Here, we need to look directly at the logic of the state. In regards to its action in
Afghanistan and Iraq, for example, the United States claimed a Charter-based self-
defense right.
In order to fully exercise that right (i.e., in order to take care of the other
stated half of the equation, namely rooting out and destroying terrorism, i.e., part of the
rationale for invading Iraq), the United States found it necessary in the follow up to
subvert the humanitarian protections of those in its detention. In other words, the United
States sees it a zero-sum game. In this sense, President Bush’s immediate post-9/11
claim that “either you are with us or you are against us” signifies a clear departure from
the collective security framework. That the “gloves went off” after 9/11 suggests indeed
that policy (“security”) would be privileged over law.

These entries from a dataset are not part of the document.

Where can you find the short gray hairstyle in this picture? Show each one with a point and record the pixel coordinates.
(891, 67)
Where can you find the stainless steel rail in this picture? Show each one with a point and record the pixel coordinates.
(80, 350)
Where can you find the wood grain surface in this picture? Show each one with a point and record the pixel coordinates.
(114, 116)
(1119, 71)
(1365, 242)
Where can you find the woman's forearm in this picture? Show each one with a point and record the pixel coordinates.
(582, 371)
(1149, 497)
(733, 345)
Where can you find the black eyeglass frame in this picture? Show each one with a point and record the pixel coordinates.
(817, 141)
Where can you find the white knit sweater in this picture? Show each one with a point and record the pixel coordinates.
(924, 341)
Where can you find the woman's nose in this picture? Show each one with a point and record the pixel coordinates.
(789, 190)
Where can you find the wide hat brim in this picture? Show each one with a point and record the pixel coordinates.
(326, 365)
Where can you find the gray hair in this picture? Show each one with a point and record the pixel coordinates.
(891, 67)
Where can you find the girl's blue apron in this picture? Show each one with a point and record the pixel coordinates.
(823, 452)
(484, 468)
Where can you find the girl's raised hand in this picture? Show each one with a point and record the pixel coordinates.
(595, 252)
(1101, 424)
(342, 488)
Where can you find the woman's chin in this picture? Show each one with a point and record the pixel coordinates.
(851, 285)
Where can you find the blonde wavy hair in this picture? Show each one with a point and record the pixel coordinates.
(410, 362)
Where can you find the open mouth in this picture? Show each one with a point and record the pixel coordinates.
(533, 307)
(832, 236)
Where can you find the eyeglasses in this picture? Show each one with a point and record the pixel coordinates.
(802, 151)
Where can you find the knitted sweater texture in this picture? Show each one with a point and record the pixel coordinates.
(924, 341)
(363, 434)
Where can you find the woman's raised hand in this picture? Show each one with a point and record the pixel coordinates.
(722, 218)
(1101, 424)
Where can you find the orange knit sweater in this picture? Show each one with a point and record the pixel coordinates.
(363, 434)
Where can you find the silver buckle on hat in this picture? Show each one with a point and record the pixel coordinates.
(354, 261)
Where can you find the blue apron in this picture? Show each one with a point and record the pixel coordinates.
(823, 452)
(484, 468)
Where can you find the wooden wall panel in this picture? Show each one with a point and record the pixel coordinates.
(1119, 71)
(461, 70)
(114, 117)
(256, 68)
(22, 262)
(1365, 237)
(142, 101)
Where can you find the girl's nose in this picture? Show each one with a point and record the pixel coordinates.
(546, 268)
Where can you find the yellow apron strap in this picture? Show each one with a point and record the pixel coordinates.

However, does this have to mean that the law’s role has to be completely
subverted to the security prerogative when it comes to war on terror? There may be a
way to both accommodate and temper policymakers’ claimed prerogatives, an approach
that requires one to peer through both legal and political lenses in order to have a
necessary combination of judicial sensibility and political realism. The search may help
identify areas of overlap that would otherwise remain elusive, or at least the points in law
that are, realistically speaking, out of sync in this new security environment.
We do not yet know whether the post-9/11 developments – from Afghanistan to
Iraq, from Guantánamo to Abu Ghraib, represent a shift in state practice. It is reasonable,
however, to think they might. Terrorism and the 9/11 attacks in particular provoked a
reactionary response by the United States, one that precluded resort to, say, the doctrine
and processes of criminal law or of accepted self-defense criteria. The Caroline criteria,
12
Which reads in part: “Nothing in the present Charter shall impair the inherent right of individual or
collective self-defence if an armed attack occurs against a Member of the United Nations, until the Security
Council has taken measures necessary to maintain international peace and security.”